En enero de 2014 iniciamos la colaboración estrechísima entre El Observador y Nuestra Voz, el periódico diocesano de Campeche.  Como en todo, hemos pasados momentos difíciles y momentos de extraordinaria alegría.  La alegría que da la comunión de objetivos: formar, informar, transformar a los lectores, transformándonos nosotros los periodistas en heraldos de la buena noticia.

El obispo José Francisco González, el padre Ricardo Hernández, William Olivera,  todo el equipo de Campeche nos ha dispensado una acogida sin límites.  Sé el esfuerzo que lleva publicar un semanario.  No, no es fácil.  Y los frutos capaz que ni se llegan a cosechar.  Hay que sembrar tan hondo como sea posible.  Aquí no está la recompensa.

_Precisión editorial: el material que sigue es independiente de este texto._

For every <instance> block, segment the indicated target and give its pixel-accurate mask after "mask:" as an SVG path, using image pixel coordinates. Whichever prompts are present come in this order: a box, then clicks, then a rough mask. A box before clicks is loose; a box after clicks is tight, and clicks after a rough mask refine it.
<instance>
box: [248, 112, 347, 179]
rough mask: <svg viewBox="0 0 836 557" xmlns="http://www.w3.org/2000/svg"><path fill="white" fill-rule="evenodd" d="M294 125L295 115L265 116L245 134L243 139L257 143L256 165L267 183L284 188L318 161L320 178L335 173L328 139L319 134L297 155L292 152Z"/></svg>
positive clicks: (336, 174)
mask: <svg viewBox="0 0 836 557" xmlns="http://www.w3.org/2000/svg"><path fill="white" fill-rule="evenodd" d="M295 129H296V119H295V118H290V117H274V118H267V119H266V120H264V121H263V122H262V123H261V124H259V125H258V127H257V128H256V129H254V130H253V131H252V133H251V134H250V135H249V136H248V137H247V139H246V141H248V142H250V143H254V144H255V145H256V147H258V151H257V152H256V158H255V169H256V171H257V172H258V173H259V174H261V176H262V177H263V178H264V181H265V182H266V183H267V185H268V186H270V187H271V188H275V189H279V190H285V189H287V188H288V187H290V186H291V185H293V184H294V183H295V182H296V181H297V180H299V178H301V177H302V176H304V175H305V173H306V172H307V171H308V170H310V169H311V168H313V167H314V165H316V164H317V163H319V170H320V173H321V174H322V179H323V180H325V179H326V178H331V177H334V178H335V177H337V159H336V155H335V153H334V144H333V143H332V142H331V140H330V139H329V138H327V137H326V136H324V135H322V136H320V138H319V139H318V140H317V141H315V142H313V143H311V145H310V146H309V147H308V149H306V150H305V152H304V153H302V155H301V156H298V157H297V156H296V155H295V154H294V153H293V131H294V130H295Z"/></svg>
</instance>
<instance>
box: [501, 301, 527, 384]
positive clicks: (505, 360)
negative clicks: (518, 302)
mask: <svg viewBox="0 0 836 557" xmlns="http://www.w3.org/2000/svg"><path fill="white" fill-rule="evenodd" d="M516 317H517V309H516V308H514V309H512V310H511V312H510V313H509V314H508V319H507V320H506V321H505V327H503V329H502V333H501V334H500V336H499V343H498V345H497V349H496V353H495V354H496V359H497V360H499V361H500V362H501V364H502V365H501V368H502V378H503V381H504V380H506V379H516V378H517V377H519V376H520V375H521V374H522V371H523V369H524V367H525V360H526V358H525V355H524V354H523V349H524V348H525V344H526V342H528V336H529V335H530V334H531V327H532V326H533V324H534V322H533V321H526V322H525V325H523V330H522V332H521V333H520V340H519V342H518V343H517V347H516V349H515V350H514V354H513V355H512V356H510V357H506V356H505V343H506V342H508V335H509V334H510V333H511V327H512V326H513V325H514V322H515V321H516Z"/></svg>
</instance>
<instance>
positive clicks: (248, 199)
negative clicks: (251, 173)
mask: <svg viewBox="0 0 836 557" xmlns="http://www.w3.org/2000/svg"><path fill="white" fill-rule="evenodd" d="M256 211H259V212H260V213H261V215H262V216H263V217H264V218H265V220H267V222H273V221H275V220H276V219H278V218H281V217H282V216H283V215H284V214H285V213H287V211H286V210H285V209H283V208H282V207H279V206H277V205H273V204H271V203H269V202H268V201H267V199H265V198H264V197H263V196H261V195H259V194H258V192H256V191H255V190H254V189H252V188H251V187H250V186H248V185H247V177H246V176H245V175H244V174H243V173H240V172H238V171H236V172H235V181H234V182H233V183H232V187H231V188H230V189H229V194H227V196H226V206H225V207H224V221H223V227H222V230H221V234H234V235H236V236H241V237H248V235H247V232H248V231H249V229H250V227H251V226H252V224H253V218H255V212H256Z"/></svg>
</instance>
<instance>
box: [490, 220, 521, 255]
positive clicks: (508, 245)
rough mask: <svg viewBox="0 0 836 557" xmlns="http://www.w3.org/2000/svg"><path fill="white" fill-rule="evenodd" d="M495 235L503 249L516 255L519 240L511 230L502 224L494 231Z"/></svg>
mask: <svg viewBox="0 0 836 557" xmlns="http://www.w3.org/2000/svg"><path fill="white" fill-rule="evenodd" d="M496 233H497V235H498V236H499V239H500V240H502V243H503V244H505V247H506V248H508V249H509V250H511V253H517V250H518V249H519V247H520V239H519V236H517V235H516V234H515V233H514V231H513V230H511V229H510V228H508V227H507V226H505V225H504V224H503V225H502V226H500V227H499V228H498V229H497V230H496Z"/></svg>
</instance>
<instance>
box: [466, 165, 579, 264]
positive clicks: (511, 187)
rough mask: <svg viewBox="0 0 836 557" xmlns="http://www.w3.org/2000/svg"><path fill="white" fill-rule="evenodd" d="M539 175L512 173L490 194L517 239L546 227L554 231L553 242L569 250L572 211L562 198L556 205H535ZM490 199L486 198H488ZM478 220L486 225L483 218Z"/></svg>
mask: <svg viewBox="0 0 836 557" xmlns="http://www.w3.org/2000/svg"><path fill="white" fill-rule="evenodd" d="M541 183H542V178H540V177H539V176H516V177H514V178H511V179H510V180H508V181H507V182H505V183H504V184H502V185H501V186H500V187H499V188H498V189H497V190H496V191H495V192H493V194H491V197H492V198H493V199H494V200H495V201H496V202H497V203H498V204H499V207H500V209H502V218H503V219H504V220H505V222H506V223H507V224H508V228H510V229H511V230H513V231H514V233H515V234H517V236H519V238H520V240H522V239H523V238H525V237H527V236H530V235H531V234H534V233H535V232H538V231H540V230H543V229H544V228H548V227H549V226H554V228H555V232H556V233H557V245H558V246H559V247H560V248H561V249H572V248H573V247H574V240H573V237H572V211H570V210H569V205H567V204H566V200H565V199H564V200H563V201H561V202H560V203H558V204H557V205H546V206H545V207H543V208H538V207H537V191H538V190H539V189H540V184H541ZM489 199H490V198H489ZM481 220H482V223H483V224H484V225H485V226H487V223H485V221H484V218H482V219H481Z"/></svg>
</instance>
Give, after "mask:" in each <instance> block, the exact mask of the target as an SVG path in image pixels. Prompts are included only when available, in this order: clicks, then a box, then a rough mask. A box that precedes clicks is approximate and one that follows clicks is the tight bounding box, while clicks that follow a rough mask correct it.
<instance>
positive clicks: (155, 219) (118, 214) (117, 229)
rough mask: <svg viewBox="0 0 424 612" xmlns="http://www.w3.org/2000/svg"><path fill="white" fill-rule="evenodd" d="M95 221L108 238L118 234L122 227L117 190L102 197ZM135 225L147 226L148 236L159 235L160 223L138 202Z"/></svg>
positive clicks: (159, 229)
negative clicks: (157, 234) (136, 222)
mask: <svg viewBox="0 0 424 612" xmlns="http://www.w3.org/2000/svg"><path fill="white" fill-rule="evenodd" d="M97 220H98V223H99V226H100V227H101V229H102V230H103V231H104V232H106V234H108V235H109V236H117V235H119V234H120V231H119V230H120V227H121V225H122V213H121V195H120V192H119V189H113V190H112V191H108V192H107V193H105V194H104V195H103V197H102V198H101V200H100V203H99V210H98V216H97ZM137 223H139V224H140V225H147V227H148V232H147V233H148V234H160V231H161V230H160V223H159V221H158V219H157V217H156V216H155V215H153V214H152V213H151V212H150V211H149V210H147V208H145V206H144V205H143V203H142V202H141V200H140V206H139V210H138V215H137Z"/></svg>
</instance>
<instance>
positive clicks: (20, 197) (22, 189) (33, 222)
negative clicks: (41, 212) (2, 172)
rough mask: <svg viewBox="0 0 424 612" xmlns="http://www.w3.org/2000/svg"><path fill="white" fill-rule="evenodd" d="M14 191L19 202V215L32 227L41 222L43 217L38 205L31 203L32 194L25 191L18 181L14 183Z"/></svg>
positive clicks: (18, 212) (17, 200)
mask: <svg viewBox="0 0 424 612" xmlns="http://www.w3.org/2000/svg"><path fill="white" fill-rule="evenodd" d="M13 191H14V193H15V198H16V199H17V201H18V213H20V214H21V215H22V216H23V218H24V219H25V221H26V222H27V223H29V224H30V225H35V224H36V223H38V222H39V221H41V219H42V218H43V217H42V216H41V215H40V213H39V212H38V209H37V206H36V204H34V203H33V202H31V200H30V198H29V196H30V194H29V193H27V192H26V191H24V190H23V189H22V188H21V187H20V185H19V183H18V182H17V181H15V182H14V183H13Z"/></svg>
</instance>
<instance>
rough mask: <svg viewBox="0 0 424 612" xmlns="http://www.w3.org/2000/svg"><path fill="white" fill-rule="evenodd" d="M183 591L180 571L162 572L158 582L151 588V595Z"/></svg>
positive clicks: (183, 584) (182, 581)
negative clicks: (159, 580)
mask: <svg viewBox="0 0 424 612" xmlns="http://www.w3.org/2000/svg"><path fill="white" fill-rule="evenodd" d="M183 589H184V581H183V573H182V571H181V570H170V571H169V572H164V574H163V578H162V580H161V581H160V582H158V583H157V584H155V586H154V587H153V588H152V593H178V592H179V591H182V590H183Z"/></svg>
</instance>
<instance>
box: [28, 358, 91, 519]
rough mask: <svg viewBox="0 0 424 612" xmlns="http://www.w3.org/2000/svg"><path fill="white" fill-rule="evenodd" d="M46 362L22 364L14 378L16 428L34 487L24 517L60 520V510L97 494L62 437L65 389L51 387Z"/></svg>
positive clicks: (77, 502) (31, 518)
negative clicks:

El periodismo católico es una herencia de nuestros antepasados no tan remotos.  Pienso en el “Tío Carlos” (Septién), creador del estilo periodístico auténticamente mexicano; un estilo que no reniega de su catolicismo, ni lo esconde, pero que la impone mediante la fuerza del lenguaje.  Cultura que se hace fe; fe que se hace cultura: tal es el distintivo de lo que hacemos.  Quizá eso no “venda” a los ojos de los que comercian con todo.  Sin embargo, regala un trozo de esperanza.

Quiero agregar algo de lo que apenas si notamos: el periodismo católico propicia el perdón. Está sujeto a las leyes de la caridad, al primado de la misericordia, al reconocimiento del otro como hermano.  Es el cimiento del edificio en el que cabemos todos.  Un tesoro pequeñito.  Un salto gigantesco en el camino de la civilización del amor.

Gracias a toda la diócesis de Campeche: juntos no “haremos historia”: estamos haciendo la Patria que nos legó la Virgen de Guadalupe.  Nada más.